La editorial Tusquets, acaba de reeditar una obra de sumo interés de cara al tema nombrado: « El Mal o El drama de la libertad», un verdadero acierto ya que la edición de 2000 estaba agotada. El autor, Rüdiger Safranski ( Rottweil, 1945), es un pensador hiperactivo: profesor de universidad, dinamizador de revistas de pensamiento, autor de biografías necesarias ( limitando la mirada al campo filosófico: ahí están la dedicadas a Schopenhauer, a Nietzsche o a Heidegger), de un sabroso acercamiento al Romanticismo* y animando / moderando un programa de la televisión germana de altas cotas de audiencia, Philosophischen Quartett , junto a otro pensador de campanillas: Peter Sloterdijk.

Entre las virtudes del alemán no es desdeñable su escritura diáfana que hace que lo oscuro devenga claro, y la cosa queda, una vez más, confirmada en la travesía que nos propone en diecisiete pasos que componen su obra, en la que se entreveran lo filosófico y lo literario, sin obviar lo teológico. Lo dicho obviamente no exime del inevitable esfuerzo que supone avanzar por tales andurriales, en especial si como es el caso los temas esenciales de la existencia humana se entreveran ( conciencia, libertad, decisión, creencias…) ; sea como sea, tal lectura bien merecerá la pena.

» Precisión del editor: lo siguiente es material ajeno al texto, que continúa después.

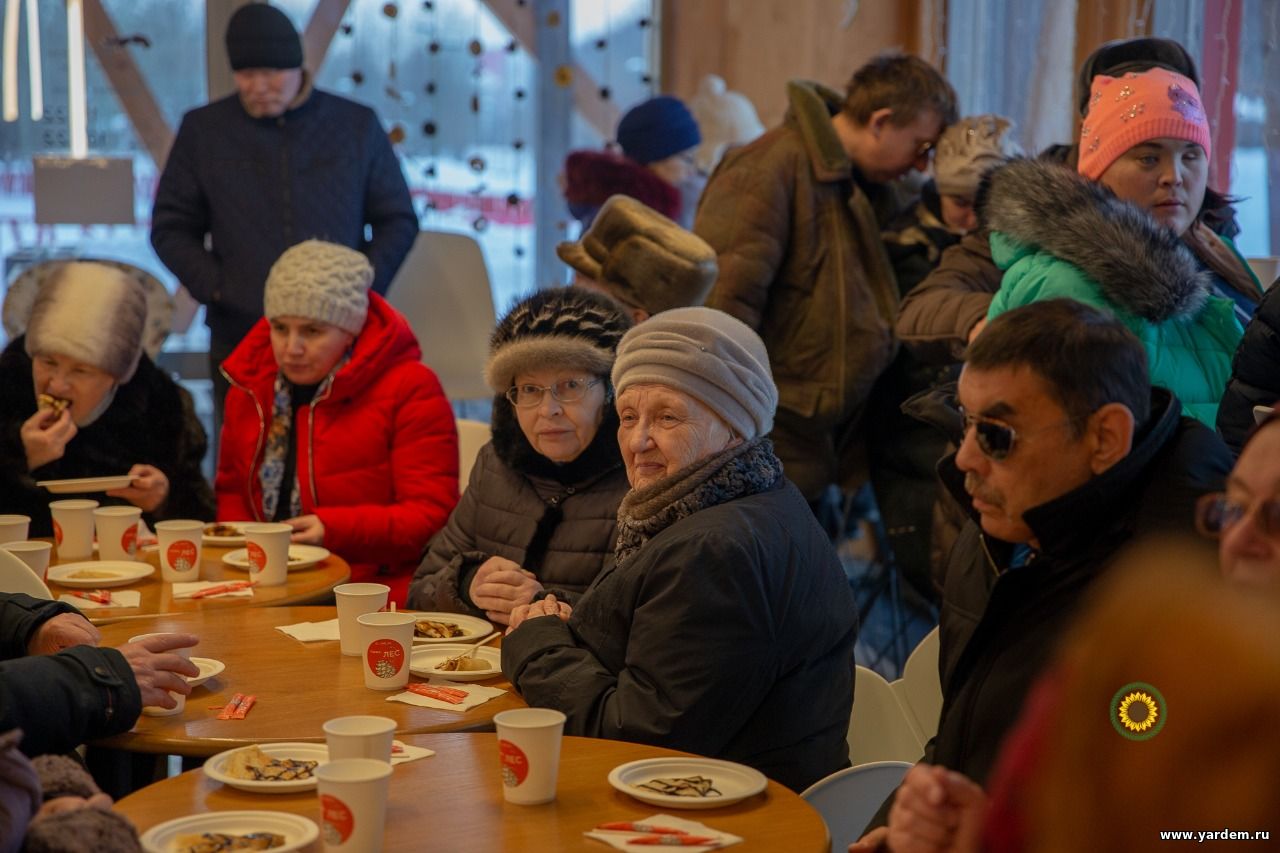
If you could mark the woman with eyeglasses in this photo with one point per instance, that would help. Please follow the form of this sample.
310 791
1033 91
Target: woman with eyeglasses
540 509
1246 519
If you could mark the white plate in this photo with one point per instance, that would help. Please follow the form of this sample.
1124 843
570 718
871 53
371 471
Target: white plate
123 573
732 780
86 484
209 667
298 831
227 541
472 628
423 660
297 751
300 557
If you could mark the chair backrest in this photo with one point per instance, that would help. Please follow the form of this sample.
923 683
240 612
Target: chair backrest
849 798
878 726
919 689
443 291
472 434
17 576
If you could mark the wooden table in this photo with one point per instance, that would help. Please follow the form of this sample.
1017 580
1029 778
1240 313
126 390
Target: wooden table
298 685
452 801
311 585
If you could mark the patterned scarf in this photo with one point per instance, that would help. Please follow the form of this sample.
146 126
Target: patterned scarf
748 469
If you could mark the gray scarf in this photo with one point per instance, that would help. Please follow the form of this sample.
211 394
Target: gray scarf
748 469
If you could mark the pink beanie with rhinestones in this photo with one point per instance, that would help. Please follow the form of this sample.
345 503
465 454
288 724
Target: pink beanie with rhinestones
1138 106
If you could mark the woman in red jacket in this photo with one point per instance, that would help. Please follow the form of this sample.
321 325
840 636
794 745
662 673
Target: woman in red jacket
333 424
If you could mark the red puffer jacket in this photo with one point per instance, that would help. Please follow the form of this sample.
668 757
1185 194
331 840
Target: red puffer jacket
378 455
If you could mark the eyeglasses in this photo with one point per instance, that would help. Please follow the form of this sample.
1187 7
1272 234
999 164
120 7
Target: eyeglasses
1216 514
996 439
563 391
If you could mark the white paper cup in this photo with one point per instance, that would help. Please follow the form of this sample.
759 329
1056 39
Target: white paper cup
353 601
156 711
529 748
14 528
385 641
117 532
179 550
360 738
73 529
353 804
268 546
33 553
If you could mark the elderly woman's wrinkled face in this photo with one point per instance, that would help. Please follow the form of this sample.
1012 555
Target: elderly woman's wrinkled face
560 428
306 350
662 430
1249 546
65 378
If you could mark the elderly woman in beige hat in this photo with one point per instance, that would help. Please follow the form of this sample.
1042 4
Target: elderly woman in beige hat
726 626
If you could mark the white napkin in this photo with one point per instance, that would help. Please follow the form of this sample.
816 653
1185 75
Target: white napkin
618 839
311 632
119 598
188 589
476 694
408 752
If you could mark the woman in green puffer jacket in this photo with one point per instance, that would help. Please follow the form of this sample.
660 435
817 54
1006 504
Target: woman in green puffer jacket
1124 235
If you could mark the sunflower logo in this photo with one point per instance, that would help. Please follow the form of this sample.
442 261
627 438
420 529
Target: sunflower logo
1138 711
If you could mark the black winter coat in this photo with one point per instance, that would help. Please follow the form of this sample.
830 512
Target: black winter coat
1255 373
321 170
151 422
728 634
59 701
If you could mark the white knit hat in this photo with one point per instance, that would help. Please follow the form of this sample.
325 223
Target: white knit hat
323 282
91 313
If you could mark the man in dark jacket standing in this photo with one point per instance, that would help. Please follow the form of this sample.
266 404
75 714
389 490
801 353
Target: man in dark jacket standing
1068 457
269 167
795 219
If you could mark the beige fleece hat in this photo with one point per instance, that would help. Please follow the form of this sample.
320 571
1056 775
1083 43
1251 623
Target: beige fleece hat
708 355
323 282
643 258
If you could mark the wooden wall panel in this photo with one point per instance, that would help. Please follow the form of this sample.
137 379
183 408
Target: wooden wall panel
758 45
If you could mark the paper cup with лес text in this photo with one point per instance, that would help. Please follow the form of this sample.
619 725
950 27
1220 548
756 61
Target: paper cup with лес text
73 529
181 543
387 641
529 742
268 548
352 804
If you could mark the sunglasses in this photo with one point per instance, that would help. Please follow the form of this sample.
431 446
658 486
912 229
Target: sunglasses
1216 514
996 439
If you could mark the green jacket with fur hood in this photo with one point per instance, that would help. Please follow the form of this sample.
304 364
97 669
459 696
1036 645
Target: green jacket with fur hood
1057 235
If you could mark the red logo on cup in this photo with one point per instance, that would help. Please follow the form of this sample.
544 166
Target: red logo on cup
182 555
256 556
129 539
515 763
338 820
385 657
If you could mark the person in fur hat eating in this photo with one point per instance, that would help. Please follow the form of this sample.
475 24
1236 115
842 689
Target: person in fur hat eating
80 398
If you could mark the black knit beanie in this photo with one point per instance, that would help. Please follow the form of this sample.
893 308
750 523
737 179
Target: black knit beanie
261 36
561 327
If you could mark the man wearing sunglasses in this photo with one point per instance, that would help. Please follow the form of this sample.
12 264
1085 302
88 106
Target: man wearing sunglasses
1068 456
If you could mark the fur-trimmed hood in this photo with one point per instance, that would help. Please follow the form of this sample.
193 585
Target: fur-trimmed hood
1139 265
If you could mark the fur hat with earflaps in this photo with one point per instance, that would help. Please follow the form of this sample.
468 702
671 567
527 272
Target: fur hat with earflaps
561 327
91 313
643 258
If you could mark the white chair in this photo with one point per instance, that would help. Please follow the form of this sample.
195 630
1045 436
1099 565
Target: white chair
472 434
878 725
443 291
919 689
17 576
849 798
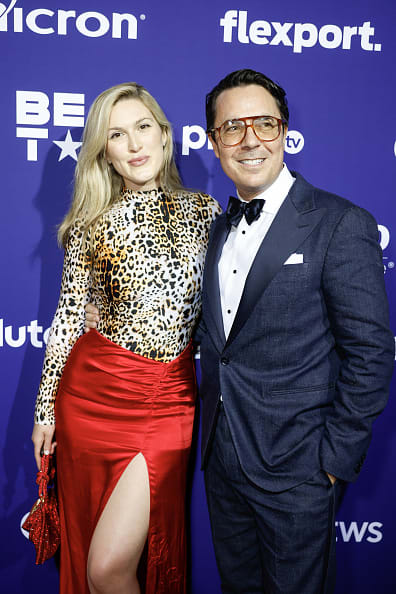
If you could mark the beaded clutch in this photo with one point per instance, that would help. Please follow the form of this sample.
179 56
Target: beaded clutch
43 521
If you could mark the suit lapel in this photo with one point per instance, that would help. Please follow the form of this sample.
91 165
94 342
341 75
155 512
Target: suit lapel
212 288
294 221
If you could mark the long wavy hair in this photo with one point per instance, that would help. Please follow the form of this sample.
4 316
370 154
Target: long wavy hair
96 183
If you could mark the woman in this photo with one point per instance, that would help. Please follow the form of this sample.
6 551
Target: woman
135 243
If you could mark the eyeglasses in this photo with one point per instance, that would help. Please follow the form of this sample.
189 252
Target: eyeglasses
233 132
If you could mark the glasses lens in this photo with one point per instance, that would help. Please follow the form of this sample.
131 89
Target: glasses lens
266 128
232 132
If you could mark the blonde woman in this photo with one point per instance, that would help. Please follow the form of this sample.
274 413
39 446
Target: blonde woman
123 396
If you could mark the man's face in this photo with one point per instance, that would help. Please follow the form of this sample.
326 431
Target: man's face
253 165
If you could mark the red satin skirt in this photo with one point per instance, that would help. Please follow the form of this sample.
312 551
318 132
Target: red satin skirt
111 405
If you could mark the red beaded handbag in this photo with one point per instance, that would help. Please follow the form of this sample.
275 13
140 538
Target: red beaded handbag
43 521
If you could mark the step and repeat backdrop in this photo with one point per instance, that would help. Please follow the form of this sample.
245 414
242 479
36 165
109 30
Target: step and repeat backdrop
335 60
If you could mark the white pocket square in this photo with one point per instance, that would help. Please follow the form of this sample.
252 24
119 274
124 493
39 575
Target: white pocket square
295 259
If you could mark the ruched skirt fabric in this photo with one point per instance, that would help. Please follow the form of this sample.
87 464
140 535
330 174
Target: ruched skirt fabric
111 405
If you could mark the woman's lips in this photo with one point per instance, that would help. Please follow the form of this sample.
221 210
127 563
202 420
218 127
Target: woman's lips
138 161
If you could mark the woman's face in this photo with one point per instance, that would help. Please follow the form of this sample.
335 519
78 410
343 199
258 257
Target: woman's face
135 144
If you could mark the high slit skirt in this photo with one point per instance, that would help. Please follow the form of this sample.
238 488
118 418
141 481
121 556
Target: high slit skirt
112 405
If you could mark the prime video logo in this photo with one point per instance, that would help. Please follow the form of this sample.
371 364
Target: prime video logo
297 35
44 21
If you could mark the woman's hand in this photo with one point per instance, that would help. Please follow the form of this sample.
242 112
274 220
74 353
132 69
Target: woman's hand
42 437
91 317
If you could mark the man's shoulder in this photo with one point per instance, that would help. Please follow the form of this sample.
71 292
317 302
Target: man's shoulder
321 198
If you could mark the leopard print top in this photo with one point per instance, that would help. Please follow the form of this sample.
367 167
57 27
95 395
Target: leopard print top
142 268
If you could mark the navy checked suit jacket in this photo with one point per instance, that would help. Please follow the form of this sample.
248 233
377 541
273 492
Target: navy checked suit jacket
308 361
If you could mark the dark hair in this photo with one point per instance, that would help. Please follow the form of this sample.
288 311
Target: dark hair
241 78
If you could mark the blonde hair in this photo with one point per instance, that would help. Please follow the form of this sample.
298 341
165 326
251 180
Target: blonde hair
96 183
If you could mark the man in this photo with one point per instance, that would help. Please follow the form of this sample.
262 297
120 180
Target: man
296 352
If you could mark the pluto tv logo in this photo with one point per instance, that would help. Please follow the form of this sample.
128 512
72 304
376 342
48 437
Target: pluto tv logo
298 36
44 21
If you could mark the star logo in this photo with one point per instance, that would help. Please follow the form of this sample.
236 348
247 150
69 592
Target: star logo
69 147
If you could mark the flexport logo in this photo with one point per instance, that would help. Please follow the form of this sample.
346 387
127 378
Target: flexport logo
298 36
43 21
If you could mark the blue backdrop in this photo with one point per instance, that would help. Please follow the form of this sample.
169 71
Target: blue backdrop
336 62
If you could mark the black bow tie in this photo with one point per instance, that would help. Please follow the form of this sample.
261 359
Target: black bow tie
236 209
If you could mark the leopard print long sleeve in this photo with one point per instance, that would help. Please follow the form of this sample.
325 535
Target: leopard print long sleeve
143 269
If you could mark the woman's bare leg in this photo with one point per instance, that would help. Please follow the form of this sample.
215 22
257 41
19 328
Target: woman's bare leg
121 533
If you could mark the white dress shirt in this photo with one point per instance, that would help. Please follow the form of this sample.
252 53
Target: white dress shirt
242 245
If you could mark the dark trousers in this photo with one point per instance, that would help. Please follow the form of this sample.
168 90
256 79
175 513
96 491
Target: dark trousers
276 543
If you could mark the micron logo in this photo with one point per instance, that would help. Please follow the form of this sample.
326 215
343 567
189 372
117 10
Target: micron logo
44 21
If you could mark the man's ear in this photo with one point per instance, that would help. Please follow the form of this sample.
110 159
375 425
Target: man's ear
214 145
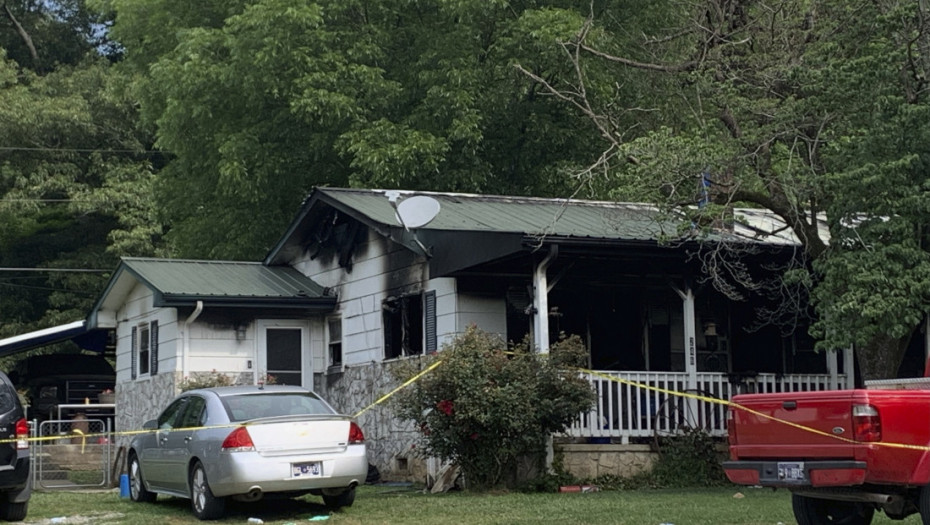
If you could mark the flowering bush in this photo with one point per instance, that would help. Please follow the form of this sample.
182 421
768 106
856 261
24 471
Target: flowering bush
487 409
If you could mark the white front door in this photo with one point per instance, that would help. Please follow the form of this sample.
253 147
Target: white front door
284 352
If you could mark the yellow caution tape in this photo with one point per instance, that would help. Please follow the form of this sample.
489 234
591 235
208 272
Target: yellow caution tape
401 387
84 436
754 412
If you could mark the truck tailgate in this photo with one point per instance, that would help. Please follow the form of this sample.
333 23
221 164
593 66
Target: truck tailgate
763 427
819 426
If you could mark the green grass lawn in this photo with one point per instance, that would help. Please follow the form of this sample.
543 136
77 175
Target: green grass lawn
402 505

En la base del mal se halla la libertad humana y la capacidad de elegir, ya que estamos condenados a ella que decía el otro; la opción elegida hará de nuestros actos dignos de aplauso o de rechazo, sumidos en el caos-mundo y muchas veces contagiado por él; distintas valoraciones que serán contabilizadas en la conciencia. Eso sí, siempre que no se busquen orígenes externos como los dioses, y su pasividad y silencio ante los males que abundan entre los hombres. El posicionamiento del alemán es que la nada y Dios vienen a ser lo mismo, y partiendo de tal consideración, avanza por la historia para ir exponiendo las distintas posturas que ante los males , desastres, naturales o provocados, han florecido desde los tiempos narrados por la Biblia o por Hesíodo, con sus figuras y símbolos; explicaciones que intentaban buscar los orígenes, las causas y los posibles culpables. En un amplio conjunto de pensadores visitados los hay que son de la opinión de que se ha de avanzar con dos pies: en el caso de san Agustín la fe y la razón, mientras que en otros filósofos posteriores los apoyos serían los materiales que deberían ir acompañados, por una visión espiritual, metafísica o explicativa.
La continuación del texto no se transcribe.